En la democracia actual, la autoridad política reside en el parlamento y en el primer ministro, situando al monarca como una figura neutral

Por Carlos Nava | 29 Agosto 2026

Aunque la Constitución noruega le otorga formalmente el poder ejecutivo, el rol del rey de Noruega, que ahora es Haakon VIII es principalmente representativo, institucional y unificador. 

En la práctica democrática actual, la autoridad política reside en el parlamento (Storting) y en el primer ministro, situando al monarca como una figura neutral que simboliza la unidad nacional.

Entre las principales funciones del rey destacan las siguientes responsabilidades institucionales y de Estado.

Todos los viernes, el rey encabeza el Consejo de Estado en el Palacio Real. En estas sesiones, firma y promulga leyes aprobadas por el parlamento y ratifica los decretos gubernamentales. Su firma es un requisito constitucional para que la legislación entre en vigor.

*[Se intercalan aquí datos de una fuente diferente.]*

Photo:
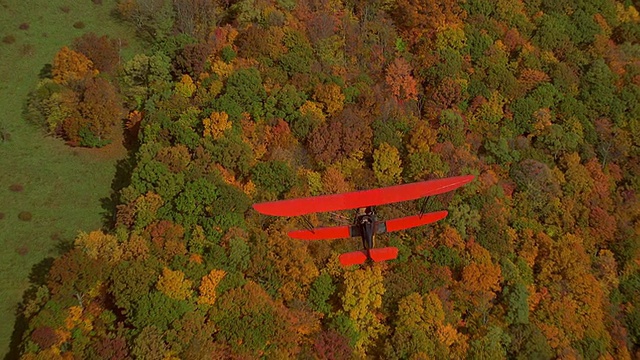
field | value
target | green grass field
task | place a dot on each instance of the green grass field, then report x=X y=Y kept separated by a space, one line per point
x=62 y=187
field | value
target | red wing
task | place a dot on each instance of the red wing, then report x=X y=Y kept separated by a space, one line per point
x=413 y=221
x=353 y=258
x=383 y=254
x=329 y=233
x=358 y=199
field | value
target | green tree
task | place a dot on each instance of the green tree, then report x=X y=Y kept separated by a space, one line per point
x=387 y=166
x=274 y=177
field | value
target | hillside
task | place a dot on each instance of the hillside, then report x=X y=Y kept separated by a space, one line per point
x=240 y=102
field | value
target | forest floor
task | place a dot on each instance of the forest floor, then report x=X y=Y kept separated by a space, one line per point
x=48 y=190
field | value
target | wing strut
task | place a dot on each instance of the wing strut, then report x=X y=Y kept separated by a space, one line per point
x=308 y=224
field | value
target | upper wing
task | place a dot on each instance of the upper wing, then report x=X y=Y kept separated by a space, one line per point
x=358 y=199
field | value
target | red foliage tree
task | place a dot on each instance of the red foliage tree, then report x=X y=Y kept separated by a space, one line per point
x=45 y=337
x=329 y=345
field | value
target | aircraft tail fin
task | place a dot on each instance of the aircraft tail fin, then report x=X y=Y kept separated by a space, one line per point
x=383 y=254
x=353 y=258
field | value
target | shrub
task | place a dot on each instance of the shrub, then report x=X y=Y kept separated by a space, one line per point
x=9 y=39
x=25 y=216
x=27 y=50
x=16 y=187
x=22 y=250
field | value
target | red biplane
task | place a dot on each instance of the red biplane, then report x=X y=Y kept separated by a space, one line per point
x=365 y=225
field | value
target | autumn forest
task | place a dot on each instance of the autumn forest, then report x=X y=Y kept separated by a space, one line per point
x=238 y=102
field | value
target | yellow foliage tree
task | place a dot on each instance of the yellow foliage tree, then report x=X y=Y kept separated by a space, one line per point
x=331 y=96
x=174 y=285
x=69 y=65
x=98 y=245
x=185 y=87
x=422 y=138
x=387 y=166
x=216 y=124
x=208 y=286
x=361 y=299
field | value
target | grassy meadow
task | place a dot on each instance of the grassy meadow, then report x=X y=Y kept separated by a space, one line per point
x=48 y=190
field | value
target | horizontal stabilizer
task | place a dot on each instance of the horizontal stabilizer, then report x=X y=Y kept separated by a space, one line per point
x=328 y=233
x=383 y=254
x=413 y=221
x=353 y=258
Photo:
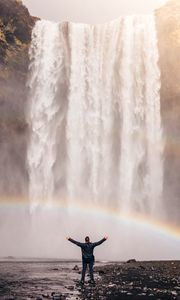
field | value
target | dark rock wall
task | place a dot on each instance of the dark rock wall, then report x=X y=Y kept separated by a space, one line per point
x=168 y=26
x=15 y=36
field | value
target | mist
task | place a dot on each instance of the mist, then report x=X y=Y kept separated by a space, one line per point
x=90 y=11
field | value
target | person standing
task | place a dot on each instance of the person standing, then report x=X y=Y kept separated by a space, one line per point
x=87 y=250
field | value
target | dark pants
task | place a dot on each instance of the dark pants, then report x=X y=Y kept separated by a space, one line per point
x=84 y=267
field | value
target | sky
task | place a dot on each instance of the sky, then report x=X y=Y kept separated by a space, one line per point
x=89 y=11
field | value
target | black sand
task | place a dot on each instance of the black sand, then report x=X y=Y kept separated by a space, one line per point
x=58 y=281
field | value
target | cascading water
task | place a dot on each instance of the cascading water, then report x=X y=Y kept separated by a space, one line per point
x=94 y=114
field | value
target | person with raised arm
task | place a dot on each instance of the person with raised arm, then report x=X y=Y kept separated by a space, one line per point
x=87 y=250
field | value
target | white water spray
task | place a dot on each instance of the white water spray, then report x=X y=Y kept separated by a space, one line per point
x=94 y=113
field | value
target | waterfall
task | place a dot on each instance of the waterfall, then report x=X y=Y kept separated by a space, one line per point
x=94 y=115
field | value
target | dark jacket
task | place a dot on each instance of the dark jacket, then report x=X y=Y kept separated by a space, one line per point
x=87 y=249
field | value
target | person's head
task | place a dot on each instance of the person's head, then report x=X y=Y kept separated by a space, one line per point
x=87 y=239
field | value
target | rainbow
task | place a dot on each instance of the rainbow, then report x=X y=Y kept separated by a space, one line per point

Cada otoño, el monarca inaugura oficialmente la nueva sesión del Storting con la lectura del Discurso del Trono, escrito por el gobierno para exponer sus prioridades políticas.

Tras unas elecciones generales o un cambio de gabinete, el rey encarga oficialmente la formación del nuevo gobierno al líder político que cuente con el apoyo de la mayoría parlamentaria.

Ostenta el rango honorífico más alto del ejército noruego como comandante supremo de las Fuerzas Armadas (Ejército, Marina y Fuerza Aérea.

Como jefe de Estado, recibe las cartas credenciales de embajadores extranjeros y realiza o acoge visitas de Estado para fortalecer las relaciones diplomáticas de Noruega.

Mantiene un papel activo en la vida pública mediante la concesión de órdenes y medallas reales, el patronazgo de organizaciones benéficas y la atención directa a la ciudadanía en momentos de celebración o catástrofe nacional.

Aunque la Constitución prevé formalmente facultades de veto legislativo, este derecho no se ha ejercido en la era moderna, respetando el principio parlamentario establecido a finales del siglo XIX. De este modo, la monarquía noruega combina la tradición histórica con el pleno respeto a la soberanía popular.